So basically I wanted to output the class label distribution according to train/validation/test set. But if using the YOLOv5 PyTorch format, I have no idea how to code it.
Hi @mheadhero, you’d need to write a script to do this count. I probably wouldn’t use the
YOLOv5 PyTorch format because then you have to deal with mapping numeric class identifiers back to strings via the labelmap.
YOLOv5 Oriented Bounding Boxes format is similar but includes the labels in the annotations directly so it makes this task easier.
Here’s an example of doing it using bash with the playing cards dataset from Roboflow Universe.
Playing Cards.v1-v1.yolov5-obb/train/labelTxt directory, running this command:
ls | grep .txt | xargs cat | cut -d" " -f9 | sort | uniq -c | sort -nr
Does the following:
- List all the files
- Find all the .txt files
- Output their contents
- Split by space & grab the 9th column (the class name)

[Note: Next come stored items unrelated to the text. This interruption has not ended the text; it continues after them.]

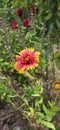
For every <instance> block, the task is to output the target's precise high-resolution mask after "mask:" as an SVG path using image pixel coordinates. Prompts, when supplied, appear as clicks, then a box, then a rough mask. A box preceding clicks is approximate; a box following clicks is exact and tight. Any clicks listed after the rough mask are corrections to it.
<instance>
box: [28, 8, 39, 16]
mask: <svg viewBox="0 0 60 130" xmlns="http://www.w3.org/2000/svg"><path fill="white" fill-rule="evenodd" d="M29 11H30V13H31V14H36V13H37V11H38V10H37V8H36V7H33V6H30V7H29Z"/></svg>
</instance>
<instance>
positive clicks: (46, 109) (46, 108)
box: [43, 104, 49, 114]
mask: <svg viewBox="0 0 60 130" xmlns="http://www.w3.org/2000/svg"><path fill="white" fill-rule="evenodd" d="M43 110H44V112H45V114H48V113H49V110H48V109H47V107H46V106H45V105H44V104H43Z"/></svg>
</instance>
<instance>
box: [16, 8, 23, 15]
mask: <svg viewBox="0 0 60 130" xmlns="http://www.w3.org/2000/svg"><path fill="white" fill-rule="evenodd" d="M22 13H23V9H22V8H18V9H16V14H17V15H18V16H21V15H22Z"/></svg>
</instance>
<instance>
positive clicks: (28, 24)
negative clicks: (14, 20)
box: [23, 18, 30, 27]
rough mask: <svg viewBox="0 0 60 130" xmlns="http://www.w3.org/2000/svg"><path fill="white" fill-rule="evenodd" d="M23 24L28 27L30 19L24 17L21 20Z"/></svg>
mask: <svg viewBox="0 0 60 130" xmlns="http://www.w3.org/2000/svg"><path fill="white" fill-rule="evenodd" d="M23 25H24V26H25V27H29V26H30V19H29V18H25V19H24V20H23Z"/></svg>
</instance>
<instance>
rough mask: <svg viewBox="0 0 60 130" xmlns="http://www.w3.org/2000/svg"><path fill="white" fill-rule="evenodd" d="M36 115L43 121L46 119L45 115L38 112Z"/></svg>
mask: <svg viewBox="0 0 60 130" xmlns="http://www.w3.org/2000/svg"><path fill="white" fill-rule="evenodd" d="M36 114H37V115H38V116H40V118H41V119H43V118H45V115H44V114H43V113H41V112H37V113H36Z"/></svg>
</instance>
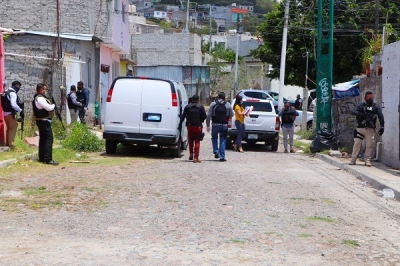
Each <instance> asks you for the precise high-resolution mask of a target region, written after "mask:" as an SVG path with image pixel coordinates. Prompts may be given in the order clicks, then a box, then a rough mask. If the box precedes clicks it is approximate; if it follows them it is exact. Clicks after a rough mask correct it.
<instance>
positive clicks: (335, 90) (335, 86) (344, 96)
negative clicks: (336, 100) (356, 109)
mask: <svg viewBox="0 0 400 266" xmlns="http://www.w3.org/2000/svg"><path fill="white" fill-rule="evenodd" d="M332 90H334V91H335V98H336V99H343V98H350V97H356V96H359V95H360V92H359V80H358V79H355V80H352V81H348V82H343V83H339V84H336V85H333V86H332Z"/></svg>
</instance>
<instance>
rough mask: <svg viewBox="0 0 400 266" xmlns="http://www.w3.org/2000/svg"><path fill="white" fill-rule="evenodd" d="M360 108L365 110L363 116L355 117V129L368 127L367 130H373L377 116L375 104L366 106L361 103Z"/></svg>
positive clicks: (377, 111)
mask: <svg viewBox="0 0 400 266" xmlns="http://www.w3.org/2000/svg"><path fill="white" fill-rule="evenodd" d="M362 108H364V110H365V114H366V115H365V116H364V117H362V116H358V117H357V123H358V125H357V127H359V128H360V127H368V128H375V125H376V120H377V116H378V109H377V108H376V104H375V103H373V104H372V105H371V106H368V105H366V104H365V103H363V105H362Z"/></svg>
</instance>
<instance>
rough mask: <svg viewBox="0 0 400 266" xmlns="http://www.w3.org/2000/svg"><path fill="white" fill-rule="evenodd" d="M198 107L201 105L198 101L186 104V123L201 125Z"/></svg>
mask: <svg viewBox="0 0 400 266" xmlns="http://www.w3.org/2000/svg"><path fill="white" fill-rule="evenodd" d="M200 108H201V105H200V104H199V103H190V104H188V112H187V115H186V125H188V126H201V124H202V123H203V121H202V119H201V117H200Z"/></svg>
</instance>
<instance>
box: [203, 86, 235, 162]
mask: <svg viewBox="0 0 400 266" xmlns="http://www.w3.org/2000/svg"><path fill="white" fill-rule="evenodd" d="M232 116H233V109H232V106H231V105H230V103H229V102H227V101H225V93H223V92H220V93H218V99H217V101H215V102H213V103H211V105H210V108H209V109H208V113H207V119H206V124H207V132H210V131H211V128H210V121H212V131H211V141H212V145H213V152H214V158H215V159H219V161H220V162H226V159H225V148H226V137H227V135H228V121H229V119H230V118H232ZM218 135H219V147H218Z"/></svg>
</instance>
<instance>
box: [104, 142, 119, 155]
mask: <svg viewBox="0 0 400 266" xmlns="http://www.w3.org/2000/svg"><path fill="white" fill-rule="evenodd" d="M117 145H118V142H116V141H115V140H109V139H106V153H107V154H115V153H116V152H117Z"/></svg>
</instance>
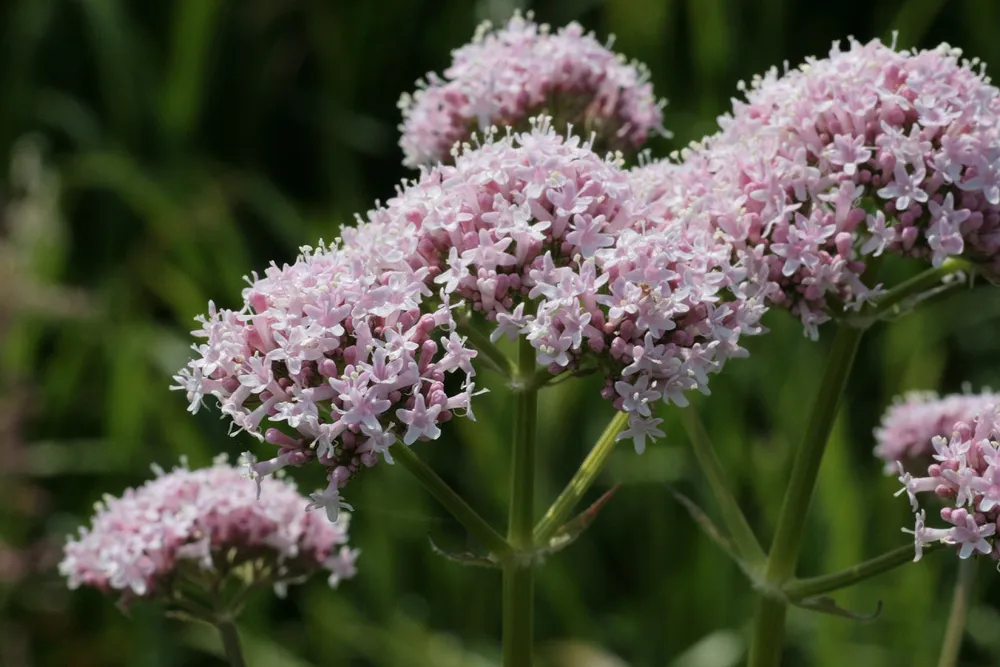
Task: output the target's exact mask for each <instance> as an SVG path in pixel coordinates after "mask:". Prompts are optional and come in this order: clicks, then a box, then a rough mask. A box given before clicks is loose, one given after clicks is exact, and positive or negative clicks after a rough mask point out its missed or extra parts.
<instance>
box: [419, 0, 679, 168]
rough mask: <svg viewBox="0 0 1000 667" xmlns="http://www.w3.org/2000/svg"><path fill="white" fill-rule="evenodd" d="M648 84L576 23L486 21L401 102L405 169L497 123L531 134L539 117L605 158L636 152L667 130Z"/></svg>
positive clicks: (446, 160)
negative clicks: (444, 64)
mask: <svg viewBox="0 0 1000 667" xmlns="http://www.w3.org/2000/svg"><path fill="white" fill-rule="evenodd" d="M648 79H649V75H648V73H647V72H646V69H645V68H644V67H643V66H642V65H641V64H639V63H628V62H626V61H625V59H624V58H623V57H622V56H620V55H618V54H615V53H613V52H612V51H611V50H610V44H609V45H608V46H604V45H602V44H601V43H599V42H598V41H597V40H596V39H595V38H594V35H593V34H587V33H584V31H583V28H582V27H581V26H580V25H579V24H577V23H571V24H569V25H568V26H566V27H564V28H560V29H559V30H558V31H556V32H552V31H551V30H550V29H549V26H547V25H544V24H542V25H538V24H536V23H534V22H533V21H532V18H531V15H530V14H529V15H528V17H527V18H525V17H522V16H520V15H515V16H514V17H513V18H512V19H510V21H508V22H507V24H506V25H504V26H503V27H501V28H499V29H497V30H494V29H492V26H491V25H490V24H489V23H485V24H483V25H481V26H480V27H479V29H478V30H477V31H476V35H475V37H474V38H473V40H472V42H471V43H470V44H467V45H465V46H463V47H462V48H460V49H457V50H455V52H454V53H453V59H452V63H451V66H450V67H449V68H448V69H446V70H445V71H444V76H443V77H441V76H438V75H437V74H433V73H432V74H429V75H428V76H427V80H426V81H421V82H418V86H419V87H418V89H417V91H416V92H415V93H413V94H412V95H409V94H405V95H403V97H402V99H401V100H400V103H399V106H400V108H401V109H402V111H403V122H402V124H401V125H400V128H399V129H400V131H401V133H402V136H401V138H400V142H399V143H400V146H401V147H402V149H403V154H404V160H403V163H404V164H405V165H407V166H410V167H419V166H431V165H433V164H435V163H437V162H446V161H448V160H449V159H450V153H451V149H452V147H453V146H454V145H455V144H456V143H457V142H461V141H467V140H468V139H469V138H470V137H471V135H472V134H474V133H476V132H485V131H486V130H488V129H489V128H490V127H491V126H494V125H496V126H499V127H513V128H517V129H522V130H523V129H527V127H528V119H529V118H531V117H533V116H536V115H539V114H541V113H546V114H549V115H551V116H553V117H554V119H555V121H556V122H557V123H558V125H559V127H560V128H562V127H565V126H566V125H567V124H572V125H575V126H576V127H577V129H578V131H580V132H582V133H583V134H584V135H585V136H589V135H590V134H591V133H594V136H595V140H596V142H597V144H596V146H597V149H598V150H599V151H603V150H609V149H610V150H629V151H634V150H636V149H637V148H638V147H639V146H641V145H642V144H643V143H645V141H646V138H647V137H648V136H649V135H650V134H651V133H656V132H663V130H662V121H663V113H662V107H663V104H664V102H660V101H657V100H656V98H655V97H654V96H653V89H652V85H651V84H650V83H649V80H648Z"/></svg>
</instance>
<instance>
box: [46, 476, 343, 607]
mask: <svg viewBox="0 0 1000 667" xmlns="http://www.w3.org/2000/svg"><path fill="white" fill-rule="evenodd" d="M154 470H156V472H157V475H156V477H155V478H154V479H152V480H150V481H148V482H146V483H145V484H143V485H142V486H140V487H138V488H135V489H127V490H126V491H125V493H124V494H123V495H122V496H121V497H120V498H115V497H112V496H109V495H106V496H105V497H104V500H103V501H102V502H99V503H98V504H97V505H96V512H95V514H94V517H93V519H92V521H91V525H90V527H89V528H83V527H81V529H80V533H79V535H78V536H77V537H75V538H71V539H70V540H69V541H68V542H67V544H66V547H65V555H64V558H63V560H62V562H61V563H60V564H59V571H60V573H61V574H62V575H63V576H65V577H66V579H67V581H68V584H69V587H70V588H78V587H80V586H92V587H95V588H97V589H100V590H102V591H105V592H108V593H115V594H118V595H119V596H120V597H121V600H122V601H123V602H125V603H128V602H131V601H133V600H136V599H156V600H161V601H166V602H171V601H175V600H176V598H177V597H178V596H182V595H183V593H182V590H183V587H184V585H185V584H192V583H193V582H195V581H198V582H205V581H210V582H222V581H224V580H226V578H227V577H230V576H234V577H238V578H239V579H240V580H241V581H242V582H243V584H244V585H247V586H254V585H264V586H275V587H279V588H281V587H284V586H285V585H287V584H288V583H293V582H296V581H300V580H302V579H304V578H305V577H308V576H310V575H312V574H314V573H316V572H320V571H326V572H327V573H329V582H330V585H331V586H336V585H337V583H338V582H339V581H341V580H343V579H349V578H351V577H353V576H354V572H355V561H356V559H357V556H358V552H357V551H356V550H353V549H351V548H350V547H348V546H347V540H348V535H347V520H348V519H349V516H348V515H346V514H345V515H343V516H342V517H341V519H340V521H338V522H337V523H330V522H329V521H327V520H326V519H325V518H324V517H322V516H319V515H316V514H312V513H309V512H307V511H306V504H307V500H306V499H305V498H303V497H302V495H301V494H299V492H298V491H297V490H296V488H295V485H294V484H292V483H291V482H290V481H286V480H279V479H266V480H263V481H262V482H261V485H260V488H259V497H258V491H257V490H255V488H254V485H253V484H249V483H248V482H247V480H246V479H245V477H244V474H243V473H242V471H241V470H240V468H238V467H234V466H231V465H229V464H227V463H226V462H225V460H224V458H220V459H217V460H216V462H215V463H214V464H213V465H212V466H210V467H208V468H202V469H198V470H189V469H187V468H186V467H178V468H175V469H174V470H172V471H171V472H169V473H165V472H164V471H162V470H160V469H158V468H155V467H154ZM199 585H200V584H199Z"/></svg>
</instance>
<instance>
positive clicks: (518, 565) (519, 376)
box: [503, 338, 538, 667]
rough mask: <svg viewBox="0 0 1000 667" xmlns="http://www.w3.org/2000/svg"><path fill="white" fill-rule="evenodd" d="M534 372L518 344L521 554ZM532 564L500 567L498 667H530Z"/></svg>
mask: <svg viewBox="0 0 1000 667" xmlns="http://www.w3.org/2000/svg"><path fill="white" fill-rule="evenodd" d="M534 372H535V350H534V348H532V347H531V343H529V342H528V341H527V340H526V339H524V338H522V339H520V340H519V342H518V372H517V377H518V379H519V380H520V381H523V382H524V383H525V384H524V386H523V389H522V390H521V391H520V392H518V393H517V394H516V396H517V405H516V407H515V412H514V435H513V437H514V442H513V443H512V449H513V465H512V469H513V470H512V474H511V492H510V526H509V531H508V535H507V539H508V541H509V542H510V544H511V546H513V547H514V549H515V550H516V551H518V552H520V553H522V554H523V553H530V551H531V550H532V549H533V548H534V539H533V535H532V524H533V523H534V490H535V424H536V421H537V417H538V401H537V398H538V390H537V389H536V388H534V387H531V386H530V385H529V384H528V382H529V381H530V379H531V377H532V376H533V375H534ZM533 567H534V563H532V562H531V560H530V559H529V560H528V561H527V562H520V561H519V559H517V558H513V559H510V560H508V561H506V562H505V563H504V567H503V667H531V664H532V654H533V646H534V640H533V637H532V633H533V625H534V620H533V612H534V571H533V569H532V568H533Z"/></svg>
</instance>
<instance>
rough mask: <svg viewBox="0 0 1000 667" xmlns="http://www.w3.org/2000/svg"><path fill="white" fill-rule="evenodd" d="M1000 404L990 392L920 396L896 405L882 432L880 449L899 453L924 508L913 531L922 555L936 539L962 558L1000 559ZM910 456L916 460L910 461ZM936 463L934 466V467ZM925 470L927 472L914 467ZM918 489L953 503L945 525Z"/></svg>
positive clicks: (901, 468) (911, 395) (918, 518)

- Sort them so all the same classes are next to each other
- Count the number of lines in a row that are the same
- Sort them in descending order by the class with the most examples
So for the
train set this gives me the following output:
1374 QS 1367 5C 1335 4D 1329 7S 1320 4C 1308 6S 1296 4H 1295 9D 1286 5D 1281 QD 1278 3C 1274 5S 1271 10S 1269 10H 1268 AD 1266 9H 1262 JC 1261 KS 1261 3S 1260 7H 1259 KD 1257 6D 1253 AS 1232 7C 1227 AC 1225 10D 1221 8D 1217 2D 1215 QC 1214 2S 1211 KH 1203 KC 1196 QH 1188 8H 1182 2H 1180 3H 1174 9S 1173 4S 1166 AH 1162 10C 1157 JH 1149 2C 1145 8C 1143 JS 1143 7D 1140 5H 1134 3D 1121 6H 1121 6C 1112 JD 1108 9C 1091 8S
Meaning there are 1374 Queen of Spades, 1367 Five of Clubs, etc.
You can do this in the
test label directories as well to get counts for those.